Drawing with Charcoal and P.J. Lynch
Once of my goals for this year (not reading or blogging-related) is to draw more, maybe even every day. I thought the Guardian's brilliant How to draw... series might be a good source of assignments, for days when the vague "draw more" isn't enough. Today's entry in the series is How to draw...with charcoal from Irish illustrator P.J. Lynch, who walks us through the steps of making this evocative drawing of a lighthouse using vine and compressed charcoal, white chalk, and a plastic eraser. I'm familiar with charcoal--it's one of the materials we use when drawing in the galleries--and Lynch has some useful tips, but drawing with charcoal is not my favorite. I think a B pencil is too smudgy!

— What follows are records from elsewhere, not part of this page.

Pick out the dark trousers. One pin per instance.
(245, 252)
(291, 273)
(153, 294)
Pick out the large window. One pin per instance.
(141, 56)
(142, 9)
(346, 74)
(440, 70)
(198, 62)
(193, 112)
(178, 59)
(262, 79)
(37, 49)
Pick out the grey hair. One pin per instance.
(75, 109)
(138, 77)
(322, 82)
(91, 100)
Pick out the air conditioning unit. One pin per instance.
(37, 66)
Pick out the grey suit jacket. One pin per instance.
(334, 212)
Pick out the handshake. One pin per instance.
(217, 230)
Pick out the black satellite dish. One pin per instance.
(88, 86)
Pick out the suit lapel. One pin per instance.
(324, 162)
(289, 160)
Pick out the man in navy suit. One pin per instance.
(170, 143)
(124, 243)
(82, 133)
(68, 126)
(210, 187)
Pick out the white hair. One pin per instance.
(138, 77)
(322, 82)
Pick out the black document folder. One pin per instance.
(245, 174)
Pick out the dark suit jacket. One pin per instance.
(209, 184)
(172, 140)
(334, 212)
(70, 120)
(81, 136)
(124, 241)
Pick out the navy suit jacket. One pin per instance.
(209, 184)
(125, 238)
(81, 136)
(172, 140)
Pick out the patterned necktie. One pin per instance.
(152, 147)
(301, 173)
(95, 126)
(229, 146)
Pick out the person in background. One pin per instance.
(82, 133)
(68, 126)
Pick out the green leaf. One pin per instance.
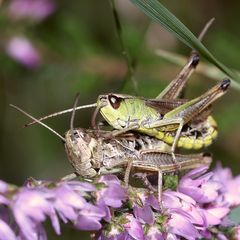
(235, 215)
(157, 12)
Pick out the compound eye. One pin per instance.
(115, 101)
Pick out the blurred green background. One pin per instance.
(80, 52)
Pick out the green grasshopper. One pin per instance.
(127, 113)
(91, 155)
(165, 116)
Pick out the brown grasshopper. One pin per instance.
(91, 155)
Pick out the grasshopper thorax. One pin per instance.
(80, 148)
(122, 111)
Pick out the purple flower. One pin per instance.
(134, 228)
(230, 186)
(199, 188)
(235, 234)
(198, 209)
(22, 50)
(6, 232)
(114, 193)
(31, 9)
(30, 208)
(89, 218)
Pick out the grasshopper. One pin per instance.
(127, 113)
(91, 155)
(165, 116)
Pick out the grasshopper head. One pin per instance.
(119, 110)
(80, 146)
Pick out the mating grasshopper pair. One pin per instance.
(91, 155)
(178, 122)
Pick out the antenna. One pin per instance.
(37, 121)
(60, 113)
(74, 111)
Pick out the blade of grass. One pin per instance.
(129, 61)
(157, 12)
(205, 69)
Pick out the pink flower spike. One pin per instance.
(22, 50)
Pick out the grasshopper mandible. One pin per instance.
(91, 155)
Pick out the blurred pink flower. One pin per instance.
(33, 9)
(22, 50)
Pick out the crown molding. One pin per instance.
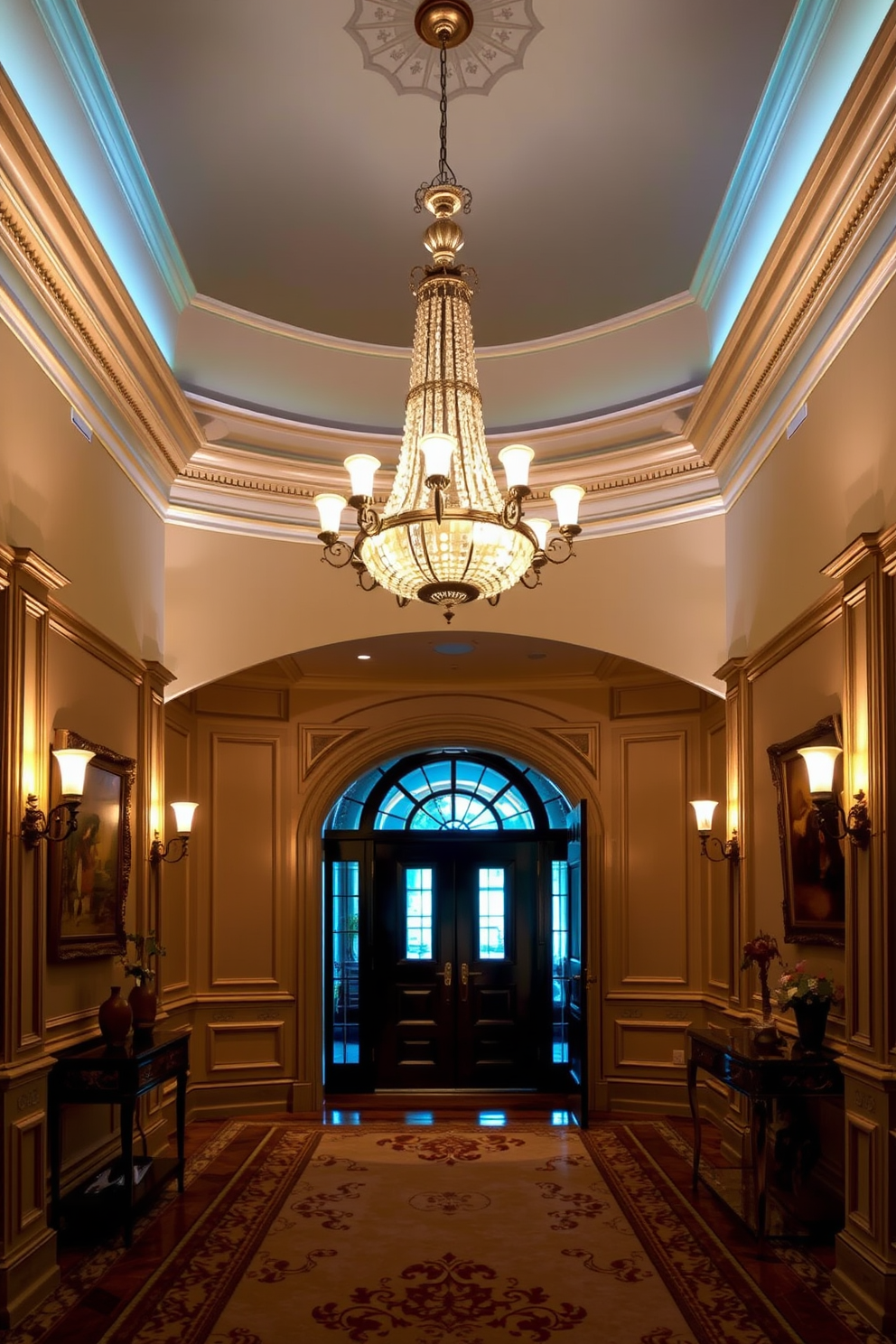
(825, 270)
(634, 475)
(79, 57)
(49, 245)
(802, 41)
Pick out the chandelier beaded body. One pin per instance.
(446, 534)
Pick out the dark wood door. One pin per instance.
(576, 968)
(454, 957)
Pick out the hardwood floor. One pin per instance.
(780, 1274)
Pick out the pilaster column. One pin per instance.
(867, 1247)
(27, 1245)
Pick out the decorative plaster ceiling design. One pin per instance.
(288, 173)
(387, 36)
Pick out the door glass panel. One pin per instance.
(345, 1004)
(418, 914)
(490, 914)
(560, 958)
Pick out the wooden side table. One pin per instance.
(730, 1055)
(97, 1074)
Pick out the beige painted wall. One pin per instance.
(656, 597)
(269, 761)
(70, 503)
(817, 490)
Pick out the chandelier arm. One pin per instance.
(369, 520)
(557, 550)
(336, 553)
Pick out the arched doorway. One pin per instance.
(453, 929)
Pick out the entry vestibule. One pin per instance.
(452, 956)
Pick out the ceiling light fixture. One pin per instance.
(446, 535)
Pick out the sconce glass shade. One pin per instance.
(567, 501)
(819, 762)
(183, 816)
(438, 451)
(703, 811)
(331, 511)
(73, 765)
(360, 470)
(540, 526)
(515, 459)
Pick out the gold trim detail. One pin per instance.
(43, 272)
(809, 299)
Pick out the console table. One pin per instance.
(764, 1077)
(98, 1074)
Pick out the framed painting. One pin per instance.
(90, 868)
(813, 863)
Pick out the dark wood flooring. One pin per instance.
(90, 1319)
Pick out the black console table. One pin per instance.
(98, 1074)
(764, 1077)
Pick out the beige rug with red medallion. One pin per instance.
(434, 1236)
(292, 1234)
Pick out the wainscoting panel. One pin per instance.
(30, 1165)
(245, 1044)
(243, 909)
(653, 897)
(863, 1139)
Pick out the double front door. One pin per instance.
(454, 949)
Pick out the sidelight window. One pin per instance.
(418, 914)
(345, 930)
(492, 914)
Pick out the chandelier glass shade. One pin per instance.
(448, 534)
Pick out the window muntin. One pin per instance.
(345, 961)
(492, 914)
(418, 914)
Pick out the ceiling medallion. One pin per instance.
(395, 42)
(446, 534)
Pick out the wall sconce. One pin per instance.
(54, 826)
(827, 813)
(703, 809)
(160, 853)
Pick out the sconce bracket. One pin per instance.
(54, 826)
(160, 853)
(728, 850)
(833, 821)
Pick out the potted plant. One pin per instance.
(761, 952)
(810, 999)
(143, 999)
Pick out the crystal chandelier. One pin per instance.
(446, 535)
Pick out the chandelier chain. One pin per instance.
(446, 175)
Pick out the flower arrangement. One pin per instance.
(761, 952)
(798, 988)
(145, 947)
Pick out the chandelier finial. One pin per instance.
(446, 534)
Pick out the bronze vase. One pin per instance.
(812, 1023)
(144, 1004)
(115, 1018)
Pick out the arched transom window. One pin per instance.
(450, 790)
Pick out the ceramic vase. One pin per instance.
(144, 1004)
(812, 1023)
(115, 1018)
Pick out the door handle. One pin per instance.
(466, 975)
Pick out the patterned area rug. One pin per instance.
(430, 1236)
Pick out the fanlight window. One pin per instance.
(453, 796)
(450, 790)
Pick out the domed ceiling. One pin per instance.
(288, 170)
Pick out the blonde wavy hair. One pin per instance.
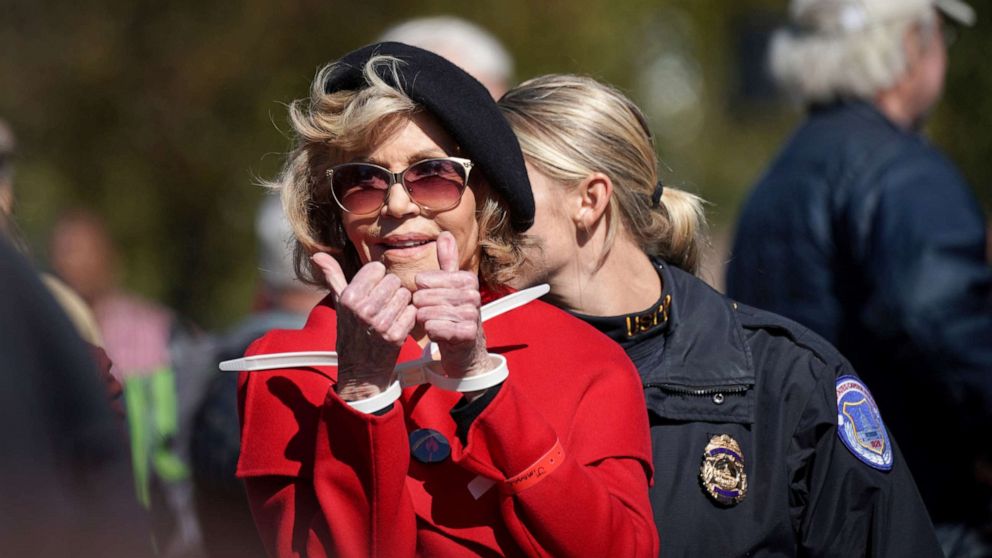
(572, 126)
(329, 127)
(821, 63)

So I'm giving this week's assignment a pass, although I'd love to read Once Upon a Place, an anthology of stories and poems by Irish childrens' writers, edited by Eoin Colfer and illustrated, in charcoal, by P.J. Lynch. Each story or poem is set in or inspired by a particular place in Ireland: I wonder if any of our favorite places (we visited Ireland last summer) are there?
[The cover art for Once Upon a Place, also by P.J. Lynch, seems to have been done in watercolor. It's beautiful, and a very different effect from charcoal, don't you think?]